Pre-draft measurables
| Height | Weight | Arm length | Hand span | Wingspan | 40-yard dash | 10-yard split | 20-yard split | 20-yard shuttle | Three-cone drill | Vertical jump | Broad jump | Bench press |
| 6 ft 1+3⁄8 in (1.86 m) | 224 lb (102 kg) | 30+7⁄8 in (0.78 m) | 8+1⁄8 in (0.21 m) | 6 ft 3+3⁄4 in (1.92 m) | 4.55 s | 1.57 s | 2.56 s | 4.22 s | 6.67 s | 36.0 in (0.91 m) | 10 ft 11 in (3.33 m) | 24 reps |
All values from Pro Day

===Kansas City Chiefs===
Bozeman impressed at his pro day, recording marks in the bench press, broad jump, shuttle run and three-cone drill which each would have been the best among linebackers at the NFL Scouting Combine. After going unselected in the 2024 NFL draft, he signed with the Kansas City Chiefs as an undrafted free agent.

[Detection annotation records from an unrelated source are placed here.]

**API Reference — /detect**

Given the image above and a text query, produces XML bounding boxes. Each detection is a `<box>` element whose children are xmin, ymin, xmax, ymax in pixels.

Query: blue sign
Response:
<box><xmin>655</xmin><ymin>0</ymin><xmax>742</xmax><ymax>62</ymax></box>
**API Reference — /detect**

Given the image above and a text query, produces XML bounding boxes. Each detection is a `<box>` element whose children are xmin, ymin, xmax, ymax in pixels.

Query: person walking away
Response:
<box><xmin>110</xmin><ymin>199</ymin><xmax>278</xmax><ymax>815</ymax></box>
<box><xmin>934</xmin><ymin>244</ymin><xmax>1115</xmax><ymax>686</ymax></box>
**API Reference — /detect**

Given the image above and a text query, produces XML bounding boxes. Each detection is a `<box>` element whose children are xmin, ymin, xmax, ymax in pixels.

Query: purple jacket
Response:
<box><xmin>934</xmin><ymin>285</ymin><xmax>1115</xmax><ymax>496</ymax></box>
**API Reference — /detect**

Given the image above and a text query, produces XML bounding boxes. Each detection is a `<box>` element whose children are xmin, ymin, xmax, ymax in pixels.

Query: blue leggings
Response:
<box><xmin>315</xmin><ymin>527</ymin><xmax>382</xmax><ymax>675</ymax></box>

He was waived on August 27, 2024, and re-signed to the practice squad the following day. He was elevated to the active roster for the team's Week 14 game against the Los Angeles Chargers and made his NFL debut in the game.

===Chicago Bears===
On February 14, 2025, Bozeman signed with the Chicago Bears. He was waived on August 24.

===New York Giants===
On August 28, 2025, Bozeman was signed to the New York Giants' practice squad. He was promoted to the active roster on September 16. Bozeman was waived on October 25, having recorded three tackles in four appearances for the team. Bozeman was subsequently re-signed to the practice squad three days later.

Bozeman signed a reserve/future contract with New York on January 5, 2026. On May 7, Bozeman was released by the Giants.

===Cincinnati Bengals===
On May 8, 2026, Bozeman was claimed off waivers by the Cincinnati Bengals.